Cocaina e lama nel borsello: scatta il fermo

Gli agenti fermano due persone e sequestrano oltre un etto di sostanza: entrambi sono stati posti agli arresti nella propria abitazione.

Trapani – Nei giorni scorsi, la polizia di Stato ha tratto in arresto, per detenzione ai fini di spaccio di sostanze stupefacenti, una cittadina italiana di Mazara del Vallo, gravata da numerosi precedenti penali e di polizia per delitti contro il patrimonio e contro la persona, nonché per reati specifici in materia di stupefacenti, e un cittadino tunisino, anch’egli residente nel comune mazarese, incensurato e regolare sul territorio nazionale.

I due venivano fermati, nel corso di un servizio di pattugliamento e controllo del territorio, nei pressi del quartiere trapanese denominato “Rione Palme”.
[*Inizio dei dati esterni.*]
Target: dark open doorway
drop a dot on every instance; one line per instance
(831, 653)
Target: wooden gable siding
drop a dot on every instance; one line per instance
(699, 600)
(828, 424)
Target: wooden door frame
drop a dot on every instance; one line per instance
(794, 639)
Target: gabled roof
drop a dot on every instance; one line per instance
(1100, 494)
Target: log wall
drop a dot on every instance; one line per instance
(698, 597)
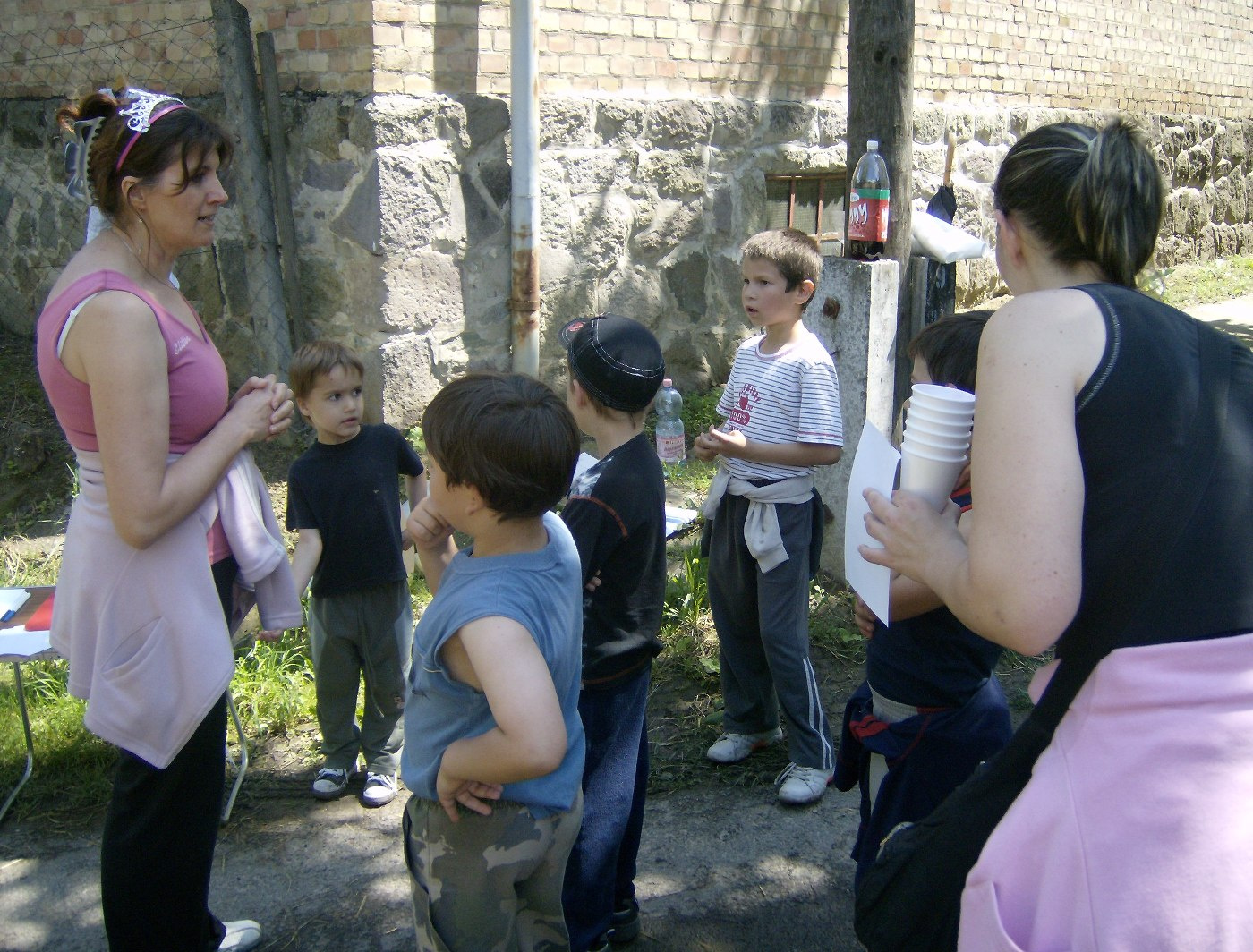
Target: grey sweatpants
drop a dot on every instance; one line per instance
(763, 633)
(362, 634)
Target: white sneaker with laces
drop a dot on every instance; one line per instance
(379, 789)
(802, 785)
(241, 936)
(329, 783)
(733, 748)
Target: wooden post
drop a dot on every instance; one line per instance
(288, 252)
(881, 106)
(253, 197)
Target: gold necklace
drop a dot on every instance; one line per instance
(122, 237)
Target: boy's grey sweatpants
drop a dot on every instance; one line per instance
(362, 634)
(763, 633)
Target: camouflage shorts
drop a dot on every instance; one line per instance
(489, 883)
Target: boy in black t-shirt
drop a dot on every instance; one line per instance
(344, 500)
(617, 515)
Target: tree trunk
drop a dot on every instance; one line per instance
(253, 197)
(881, 106)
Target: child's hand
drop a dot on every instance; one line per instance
(704, 447)
(454, 791)
(865, 617)
(279, 401)
(426, 528)
(720, 442)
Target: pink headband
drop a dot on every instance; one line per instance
(141, 113)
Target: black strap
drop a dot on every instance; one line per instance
(1103, 620)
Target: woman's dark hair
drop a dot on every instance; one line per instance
(507, 436)
(950, 348)
(1090, 196)
(181, 135)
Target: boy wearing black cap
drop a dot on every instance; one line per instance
(616, 514)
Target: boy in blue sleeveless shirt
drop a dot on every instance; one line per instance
(494, 743)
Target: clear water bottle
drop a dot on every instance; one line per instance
(670, 444)
(868, 198)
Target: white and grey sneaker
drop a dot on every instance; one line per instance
(241, 936)
(733, 748)
(379, 789)
(802, 785)
(329, 783)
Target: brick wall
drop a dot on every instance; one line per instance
(1148, 56)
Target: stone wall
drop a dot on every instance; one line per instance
(644, 207)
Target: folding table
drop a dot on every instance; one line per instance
(18, 647)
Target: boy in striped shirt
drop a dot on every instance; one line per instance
(764, 516)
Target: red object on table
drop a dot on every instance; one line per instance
(43, 617)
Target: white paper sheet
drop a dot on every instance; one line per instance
(18, 644)
(12, 600)
(874, 467)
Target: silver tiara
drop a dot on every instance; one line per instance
(143, 104)
(141, 113)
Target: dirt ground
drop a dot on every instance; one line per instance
(722, 867)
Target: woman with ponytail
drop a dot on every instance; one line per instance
(141, 395)
(1112, 472)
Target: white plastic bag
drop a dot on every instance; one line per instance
(943, 242)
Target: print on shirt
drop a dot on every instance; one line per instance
(741, 413)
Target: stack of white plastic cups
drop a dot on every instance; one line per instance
(936, 442)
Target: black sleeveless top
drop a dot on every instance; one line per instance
(1133, 419)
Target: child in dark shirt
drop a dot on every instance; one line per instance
(616, 514)
(344, 501)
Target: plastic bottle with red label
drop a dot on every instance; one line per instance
(868, 198)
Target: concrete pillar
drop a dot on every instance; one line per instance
(854, 313)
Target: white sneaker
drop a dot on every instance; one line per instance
(733, 748)
(241, 936)
(329, 783)
(802, 785)
(379, 789)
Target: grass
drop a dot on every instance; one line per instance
(1203, 282)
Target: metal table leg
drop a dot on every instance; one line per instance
(30, 743)
(241, 766)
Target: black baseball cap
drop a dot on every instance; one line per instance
(617, 360)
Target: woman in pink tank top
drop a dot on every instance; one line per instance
(141, 395)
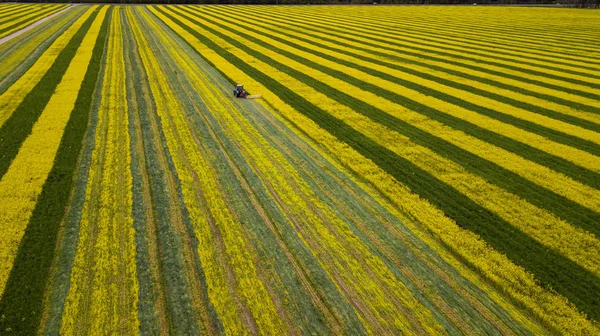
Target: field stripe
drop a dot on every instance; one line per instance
(179, 265)
(566, 89)
(102, 269)
(522, 58)
(11, 27)
(296, 36)
(484, 258)
(152, 306)
(509, 207)
(36, 151)
(6, 9)
(474, 29)
(18, 55)
(15, 16)
(377, 109)
(481, 74)
(253, 220)
(369, 149)
(217, 250)
(538, 156)
(583, 83)
(21, 304)
(36, 77)
(261, 162)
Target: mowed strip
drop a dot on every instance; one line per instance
(13, 26)
(318, 34)
(582, 81)
(18, 55)
(433, 127)
(420, 28)
(23, 181)
(425, 212)
(272, 166)
(428, 162)
(210, 203)
(12, 98)
(24, 101)
(17, 15)
(103, 287)
(7, 9)
(337, 28)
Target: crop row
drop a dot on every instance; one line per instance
(202, 31)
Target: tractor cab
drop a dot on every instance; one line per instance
(239, 91)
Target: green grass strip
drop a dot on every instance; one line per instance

L’atteggiamento dei due soggetti insospettiva i poliziotti che, a seguito di perquisizione, rinvenivano nella loro disponibilità 103 grammi di cocaina, che i due trasportavano all’interno di un borsello.

L’attività di ricerca ha permesso, inoltre, di rinvenire nella disponibilità della donna mazarese, custoditi nella sua borsa, un bilancino di precisione e un coltello a serramanico lungo 15 centimetri.

L’arma e la droga, insieme agli strumenti per la pesatura, sono stati sottoposti a sequestro.

Su richiesta della Procura della Repubblica di Trapani, gli arrestati sono stati entrambi sottoposti alla misura cautelare degli arresti domiciliari con applicazione del c.d. “braccialetto elettronico”.

L’attività investigativa condotta dalla squadra mobile di Trapani, in sinergia con il Commissariato di P.S. di Mazara del Vallo, si inquadra nell’ambito di una strategia di contrasto alla commercializzazione illecita delle sostanze stupefacenti condotta in questa provincia, in particolare nei territori di Trapani e Mazara del Vallo.